David, this leaves the problem with the exception being
propagated to the client in an unknown state. Now that the
problem is fixed I doubt I can get the database parameters
changed back which means I can't reproduce it anymore.
Any ideas on how to proceed?
----------------------------------------------------------------------
Comment By: Matt Cleveland (groovesoftware)
Date: 2003-01-28 17:33
Message:
Logged In: YES
user_id=85088
Using "select count(*) from v$session" I have seen the test
fail with session counts in the high 120 range, but I have
confirmed that the number of sessions can get at least as
high as 145. Of course I can't confirm that the number of
sessions didn't spike in between my queries to check it
(there are other users on the system), but I was frantically
requerying every couple of seconds and the number seemed
to move in a predictable, incremental manner.
One thing that's odd, when I was running the test someone
else received a max processes exceeded when running
SQL*Plus. Perhaps the error being reported is not exactly
correct and the problem has something to do with this. I will
investigate this angle to the best of my ability.

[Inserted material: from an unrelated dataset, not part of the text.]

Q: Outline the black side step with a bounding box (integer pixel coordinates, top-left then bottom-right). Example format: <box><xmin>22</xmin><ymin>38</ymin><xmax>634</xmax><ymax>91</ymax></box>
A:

I'm still working on that init.ora file.
----------------------------------------------------------------------
Comment By: Igor Fedorenko (igorfie)
Date: 2003-01-28 16:33
Message:
Logged In: YES
user_id=232950
That's weird. You can monitor total number of oracle sessions
using "select count(*) from v$session" because oracle starts
a number of internal sessions (I do not know if this number
can change or not).
Oracle used to limit number of distributed transactions but
this limitation was removed in 9.2 as far as I know. Check
with documentation @ http://technet.oracle.com.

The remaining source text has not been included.